Sanches goes on to make a great argument against the neoconservative ideal manifest in the current Iraq policy and the rather wishful thinking inherent in the unconstrained vision. He also spend a great deal according these flaws and contradictions to George Bush:
Even when it appears to be most traditional, contemporary conservatism bears the imprimatur of the unconstrained vision. When, at a primary debate before the 2000 elections, Bush averred that his favorite political philosopher was “Christ, because he changed my heart,” most supposed that the candidate was either exploiting an opportunity to trumpet his religiosity or simply couldn’t think of an actual political philosopher. But taken at face value, it is a surprisingly telling comment: It implies that the function of political philosophy is to change hearts.Bush’s defenses of his faith-based initiatives, for example, are redolent with the rhetoric of changed hearts, affirming that social programs are to be not merely ameliorative but transformative. Consonant with the constrained vision, Bush frequently recognizes that government is not equipped to undertake that sort of task directly, without intermediation by more local groups with a more direct understanding of the communities they serve. Yet he retains the core faith in government’s competence to steer a process that relies more on improving people than on improving the incentives people face. His Healthy Marriage Initiative recognizes, as thinkers guided by the constrained vision will, the importance of an evolved social institution, but seeks to manage it with the benefit of up-to-date social science. The No Child Left Behind act is meant to ensure the accountability of public schools—which sounds conservative enough—but it implements accountability to a set of centralized standards and measures, rather than local actors with more direct access to the needs and circumstances of children.

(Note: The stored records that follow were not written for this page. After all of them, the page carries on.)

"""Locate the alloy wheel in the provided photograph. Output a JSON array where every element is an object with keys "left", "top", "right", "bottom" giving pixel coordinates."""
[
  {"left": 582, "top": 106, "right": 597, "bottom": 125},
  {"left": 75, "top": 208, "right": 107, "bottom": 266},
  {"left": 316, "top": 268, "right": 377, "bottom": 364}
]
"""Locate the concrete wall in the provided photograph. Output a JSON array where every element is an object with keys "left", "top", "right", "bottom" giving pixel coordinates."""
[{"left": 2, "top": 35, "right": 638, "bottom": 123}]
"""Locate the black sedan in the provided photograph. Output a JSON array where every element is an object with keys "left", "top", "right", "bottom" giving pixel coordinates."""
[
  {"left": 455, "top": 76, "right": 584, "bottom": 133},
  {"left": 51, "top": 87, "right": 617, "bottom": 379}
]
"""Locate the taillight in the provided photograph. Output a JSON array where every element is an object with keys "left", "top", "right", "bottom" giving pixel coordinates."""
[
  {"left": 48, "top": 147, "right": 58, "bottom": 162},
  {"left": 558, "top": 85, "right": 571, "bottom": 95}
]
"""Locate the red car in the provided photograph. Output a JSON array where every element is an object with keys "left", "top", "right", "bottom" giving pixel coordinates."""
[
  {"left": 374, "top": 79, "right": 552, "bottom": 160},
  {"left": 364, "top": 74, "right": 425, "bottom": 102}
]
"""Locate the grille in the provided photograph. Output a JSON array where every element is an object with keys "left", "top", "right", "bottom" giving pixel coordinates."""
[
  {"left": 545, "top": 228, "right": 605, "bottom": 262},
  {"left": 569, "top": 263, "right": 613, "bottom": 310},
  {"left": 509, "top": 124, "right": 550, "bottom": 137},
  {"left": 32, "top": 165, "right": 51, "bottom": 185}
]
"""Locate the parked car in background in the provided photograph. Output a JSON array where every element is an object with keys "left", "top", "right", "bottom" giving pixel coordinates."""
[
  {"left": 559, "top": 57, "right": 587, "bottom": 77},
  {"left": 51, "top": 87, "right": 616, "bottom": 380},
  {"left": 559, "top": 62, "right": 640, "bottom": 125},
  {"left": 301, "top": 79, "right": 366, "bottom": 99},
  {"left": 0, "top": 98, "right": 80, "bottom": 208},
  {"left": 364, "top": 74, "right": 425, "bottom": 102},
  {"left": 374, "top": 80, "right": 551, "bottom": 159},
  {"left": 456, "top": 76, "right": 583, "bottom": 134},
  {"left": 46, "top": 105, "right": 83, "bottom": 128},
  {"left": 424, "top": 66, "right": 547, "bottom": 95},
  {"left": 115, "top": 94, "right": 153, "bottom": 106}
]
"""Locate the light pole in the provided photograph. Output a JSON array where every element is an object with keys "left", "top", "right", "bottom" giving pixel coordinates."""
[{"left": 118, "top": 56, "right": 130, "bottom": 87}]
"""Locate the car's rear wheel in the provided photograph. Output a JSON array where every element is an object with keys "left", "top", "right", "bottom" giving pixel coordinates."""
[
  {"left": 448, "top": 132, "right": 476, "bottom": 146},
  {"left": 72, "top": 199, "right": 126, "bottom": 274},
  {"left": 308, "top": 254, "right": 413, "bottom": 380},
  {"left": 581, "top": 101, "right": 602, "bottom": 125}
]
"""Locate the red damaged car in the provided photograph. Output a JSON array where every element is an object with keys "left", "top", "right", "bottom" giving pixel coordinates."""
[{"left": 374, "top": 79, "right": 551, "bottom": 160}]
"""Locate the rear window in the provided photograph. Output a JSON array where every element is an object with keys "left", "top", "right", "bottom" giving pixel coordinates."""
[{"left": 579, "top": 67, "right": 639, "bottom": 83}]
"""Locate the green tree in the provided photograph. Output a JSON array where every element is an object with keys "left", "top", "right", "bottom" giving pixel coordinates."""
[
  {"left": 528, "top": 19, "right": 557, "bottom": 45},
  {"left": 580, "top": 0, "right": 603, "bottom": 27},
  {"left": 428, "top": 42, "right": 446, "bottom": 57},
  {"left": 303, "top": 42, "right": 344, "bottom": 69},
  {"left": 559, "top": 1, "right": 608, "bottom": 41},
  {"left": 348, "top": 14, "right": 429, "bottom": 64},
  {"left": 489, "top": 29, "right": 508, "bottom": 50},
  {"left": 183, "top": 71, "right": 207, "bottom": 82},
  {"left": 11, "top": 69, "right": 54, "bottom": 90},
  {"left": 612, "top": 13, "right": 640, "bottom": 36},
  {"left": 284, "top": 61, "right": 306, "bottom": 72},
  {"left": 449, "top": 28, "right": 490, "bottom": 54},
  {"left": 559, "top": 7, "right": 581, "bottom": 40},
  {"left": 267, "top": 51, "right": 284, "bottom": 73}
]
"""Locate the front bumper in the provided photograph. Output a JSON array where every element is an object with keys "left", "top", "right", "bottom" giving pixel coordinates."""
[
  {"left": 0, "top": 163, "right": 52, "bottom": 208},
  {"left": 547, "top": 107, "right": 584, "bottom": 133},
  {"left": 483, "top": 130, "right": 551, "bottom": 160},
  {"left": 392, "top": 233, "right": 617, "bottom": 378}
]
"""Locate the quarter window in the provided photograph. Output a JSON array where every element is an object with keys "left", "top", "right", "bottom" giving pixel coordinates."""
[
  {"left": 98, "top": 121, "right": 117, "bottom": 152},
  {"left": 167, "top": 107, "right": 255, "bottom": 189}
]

He says a great deal more, but his conclusion (and by no means does ths spoil the reading of the entire piece) comes to this:
None of this is to say that all good flows from the politics of the constrained vision and all ills from the unconstrained view. For my taste—and that of most libertarians, I suspect—Sowell’s constrained vision in its purer forms is probably a shade too constrained, too ready to assume that old customs continue to serve their traditional functions under changed circumstances. But it is the worst features of the unconstrained vision—its hubris, its pretense to omnicompetence—that have taken hold of the right. And if there is wisdom in each of the two perspectives, it should be worrying that, for all the other differences between the major parties, between progressives and conservatives, in this one fundamental way the political landscape increasingly offers only half the picture—different refractions of the same unconstrained vision. With the waning of the constrained perspective’s tempering influence, we’re left with a political vision that’s dangerously double.